SimpleChoice will apply an automatic fund allocation based on an individual’s age, thereby making saving for retirement simpler and more effective. SimpleChoice, which is claimed to be the first of its kind in the Hong Kong mandatory provident fund (MPF) market, is designed to match a portfolio of assets with the age profiles of investors, in order to optimize returns based on the risk appetite expected during that particular stage of their life cycle.

SimpleChoice comprises of three constituent funds named capital preservation fund, global bond fund and global equity fund. Both the global bond fund and global equity fund are new funds only available under SimpleChoice.

SimpleChoice can offer an aggressive investment strategy for younger participants who can afford to take more risk and, inversely, a more conservative strategy for participants who are approaching retirement.
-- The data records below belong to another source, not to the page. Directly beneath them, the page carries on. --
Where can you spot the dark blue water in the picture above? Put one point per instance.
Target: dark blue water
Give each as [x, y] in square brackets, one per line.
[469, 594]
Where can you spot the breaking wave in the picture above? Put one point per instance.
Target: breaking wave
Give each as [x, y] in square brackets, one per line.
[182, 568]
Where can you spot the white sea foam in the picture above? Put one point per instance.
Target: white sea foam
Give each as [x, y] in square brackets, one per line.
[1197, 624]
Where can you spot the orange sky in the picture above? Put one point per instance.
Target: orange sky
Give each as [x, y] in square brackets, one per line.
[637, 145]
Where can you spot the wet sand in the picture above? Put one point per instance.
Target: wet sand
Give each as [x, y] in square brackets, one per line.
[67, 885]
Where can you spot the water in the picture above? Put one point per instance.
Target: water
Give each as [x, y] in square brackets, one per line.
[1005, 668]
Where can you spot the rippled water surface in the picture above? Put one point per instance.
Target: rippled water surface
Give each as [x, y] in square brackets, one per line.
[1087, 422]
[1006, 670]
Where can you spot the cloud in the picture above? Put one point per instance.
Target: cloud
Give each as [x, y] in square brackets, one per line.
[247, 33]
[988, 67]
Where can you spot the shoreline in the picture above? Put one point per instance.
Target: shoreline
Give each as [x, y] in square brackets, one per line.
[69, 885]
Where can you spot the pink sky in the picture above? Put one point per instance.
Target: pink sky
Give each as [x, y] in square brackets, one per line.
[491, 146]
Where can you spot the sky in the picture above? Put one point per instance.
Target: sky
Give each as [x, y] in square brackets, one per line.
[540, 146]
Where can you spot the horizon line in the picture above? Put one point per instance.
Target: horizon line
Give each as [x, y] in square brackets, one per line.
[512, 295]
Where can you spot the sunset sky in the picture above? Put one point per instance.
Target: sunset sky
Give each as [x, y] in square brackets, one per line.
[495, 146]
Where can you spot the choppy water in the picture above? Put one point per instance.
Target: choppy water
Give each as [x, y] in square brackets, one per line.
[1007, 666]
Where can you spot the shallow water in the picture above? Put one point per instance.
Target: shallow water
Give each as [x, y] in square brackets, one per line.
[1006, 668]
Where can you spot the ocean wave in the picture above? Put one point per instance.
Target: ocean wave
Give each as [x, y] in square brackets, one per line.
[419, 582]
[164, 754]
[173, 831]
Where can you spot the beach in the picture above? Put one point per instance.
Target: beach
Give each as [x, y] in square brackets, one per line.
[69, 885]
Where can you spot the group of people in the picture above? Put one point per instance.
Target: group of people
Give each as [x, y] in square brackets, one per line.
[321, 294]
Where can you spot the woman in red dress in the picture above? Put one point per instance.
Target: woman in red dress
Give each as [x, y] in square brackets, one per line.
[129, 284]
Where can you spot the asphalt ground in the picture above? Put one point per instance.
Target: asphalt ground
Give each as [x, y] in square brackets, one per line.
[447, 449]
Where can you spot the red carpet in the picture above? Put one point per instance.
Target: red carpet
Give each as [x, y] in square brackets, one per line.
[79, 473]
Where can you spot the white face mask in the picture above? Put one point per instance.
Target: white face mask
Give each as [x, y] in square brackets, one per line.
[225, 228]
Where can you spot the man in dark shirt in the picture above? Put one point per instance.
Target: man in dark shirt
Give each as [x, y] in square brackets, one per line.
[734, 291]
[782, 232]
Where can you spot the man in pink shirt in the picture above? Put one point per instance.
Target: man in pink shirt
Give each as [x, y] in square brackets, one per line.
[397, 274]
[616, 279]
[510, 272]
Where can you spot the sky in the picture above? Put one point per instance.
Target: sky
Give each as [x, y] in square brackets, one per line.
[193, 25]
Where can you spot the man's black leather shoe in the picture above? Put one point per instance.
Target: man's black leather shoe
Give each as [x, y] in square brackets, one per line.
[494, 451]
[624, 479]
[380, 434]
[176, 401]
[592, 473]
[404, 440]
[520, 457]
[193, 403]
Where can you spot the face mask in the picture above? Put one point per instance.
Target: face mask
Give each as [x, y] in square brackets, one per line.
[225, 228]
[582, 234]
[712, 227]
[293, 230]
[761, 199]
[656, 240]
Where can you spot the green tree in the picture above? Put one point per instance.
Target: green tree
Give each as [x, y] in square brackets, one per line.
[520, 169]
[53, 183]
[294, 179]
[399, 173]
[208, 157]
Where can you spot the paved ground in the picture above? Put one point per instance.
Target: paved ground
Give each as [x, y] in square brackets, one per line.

When participants reach their age threshold, SimpleChoice automatically applies the pre-set asset allocation for the next age band.

Luzia Hung, general manager and head of employee benefits, said: People’s risk appetites and return objectives usually vary depending on their life stage. Younger investors have more time to prepare for retirement and can afford to look at growth strategies using investments with higher risk and higher return such as equities. As people approach retirement, their aim is to preserve capital and they are likely to choose less risky investments.